Table 2.1 includes the 8 GPT-3 models built and their sizes/hyperparameters.
Fig. 2.2 shows the total compute used during training. Based on the analysis in Scaling Laws For Neural Language Models we train much larger models on many fewer tokens than is typical.
Fig 3.1 shows the pattern of smooth scaling of performance with compute. Performance (cross-entropy loss) follows a power-law trend with the amount of compute used for training.

Background (Fig 2.1):

Fine-Tuning (FT) has been the most common approach in recent years, and involves updating the weights of a pre-trained model by training on a supervised dataset specific to the desired task.
Few-Shot (FS) is the term we will use in this work to refer to the setting where the model is given a few demonstrations of the task at inference time as conditioning [RWC+19], but no weight updates are allowed.
One-Shot (1S) is the same as few-shot except that only one demonstration is allowed, in addition to a natural language description of the task
Zero-Shot (0S) is the same as one-shot except that no demonstrations are allowed, and the model is only given a natural language instruction describing the task.
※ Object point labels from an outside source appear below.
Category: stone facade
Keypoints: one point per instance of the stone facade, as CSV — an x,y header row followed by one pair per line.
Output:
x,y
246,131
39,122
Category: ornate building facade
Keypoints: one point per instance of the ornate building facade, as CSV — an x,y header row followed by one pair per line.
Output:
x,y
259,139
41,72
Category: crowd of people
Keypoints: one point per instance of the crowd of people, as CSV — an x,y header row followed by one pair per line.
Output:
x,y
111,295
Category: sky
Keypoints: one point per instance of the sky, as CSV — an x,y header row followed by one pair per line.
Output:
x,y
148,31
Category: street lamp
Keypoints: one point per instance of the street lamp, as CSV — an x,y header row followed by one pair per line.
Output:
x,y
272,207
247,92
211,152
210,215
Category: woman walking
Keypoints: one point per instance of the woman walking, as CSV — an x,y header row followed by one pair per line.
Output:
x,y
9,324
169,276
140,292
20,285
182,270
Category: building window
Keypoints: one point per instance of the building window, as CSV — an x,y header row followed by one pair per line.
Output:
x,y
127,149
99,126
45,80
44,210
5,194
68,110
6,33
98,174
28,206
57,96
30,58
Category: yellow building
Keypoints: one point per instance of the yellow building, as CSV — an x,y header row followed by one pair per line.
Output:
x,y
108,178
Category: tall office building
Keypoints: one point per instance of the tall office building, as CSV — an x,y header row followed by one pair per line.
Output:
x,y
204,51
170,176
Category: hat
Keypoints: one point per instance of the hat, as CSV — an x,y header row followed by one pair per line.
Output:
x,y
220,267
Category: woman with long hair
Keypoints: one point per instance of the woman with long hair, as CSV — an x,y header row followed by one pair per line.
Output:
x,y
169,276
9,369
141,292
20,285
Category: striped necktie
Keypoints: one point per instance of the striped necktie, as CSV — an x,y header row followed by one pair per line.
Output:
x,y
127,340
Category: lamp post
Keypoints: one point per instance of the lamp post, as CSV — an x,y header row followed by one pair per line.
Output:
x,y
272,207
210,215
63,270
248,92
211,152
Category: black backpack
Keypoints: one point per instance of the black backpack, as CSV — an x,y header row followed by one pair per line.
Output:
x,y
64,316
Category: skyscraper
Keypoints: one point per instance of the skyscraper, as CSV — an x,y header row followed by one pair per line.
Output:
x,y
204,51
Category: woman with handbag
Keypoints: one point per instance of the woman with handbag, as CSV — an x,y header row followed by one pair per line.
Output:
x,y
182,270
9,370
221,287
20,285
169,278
Tasks tested and performance:

On NLP tasks it achieves promising results in the zero-shot and one-shot settings, and in the the few-shot setting is sometimes competitive with or even occasionally surpasses state-of-the-art.
It also displays one-shot and few-shot proficiency at tasks designed to test rapid adaption or on-the-fly reasoning, which include unscrambling words, performing arithmetic, and using novel words in a sentence after seeing them defined only once.
Fig 3.3 to 3.12 show that GPT3’s performance grows with model size, suggesting that language models continue to absorb knowledge as their capacity increases. Results plotted for the the TriviaQA, translation, Winograd Schema Challenge, PIQA, comprehension, SuperGLUE, ANLI Round 3, arithmetic, word scrambling, and SAT tasks; on zero-, one- and few-shot training, respectively.
Fig 3.12 shows that people’s ability to identify whether news articles are model-generated (measured by the ratio of correct assignments to non-neutral assignments) decreases as model size increases. or QuAC.
Fig 4.2 plots the benchmark contamination analysis. Data contamination has a minimal effect on GPT-3’s performance on most datasets, but the authors identify a few datasets where it could be inflating results:
Chaper 5 details the limitations. GPT-3 struggles with natural language inference tasks like the ANLI dataset, and some reading comprehension datasets like RACE

2020 Graph Transformers Networks, Korea University

One limitation of most GNNs is that they assume the graph structure to be fixed and homogeneous, ie similar types of nodes and edges. From the abstract: “Graph Transformer Networks (GTNs) are capable of generating new graph structures, which involve identifying useful connections between unconnected nodes on the original graph, while learning effective node representation on the new graphs in an end-to-end fashion. Graph Transformer layer, a core layer of GTNs, learns a soft selection of edge types and composite relations for generating useful multi-hop connections”.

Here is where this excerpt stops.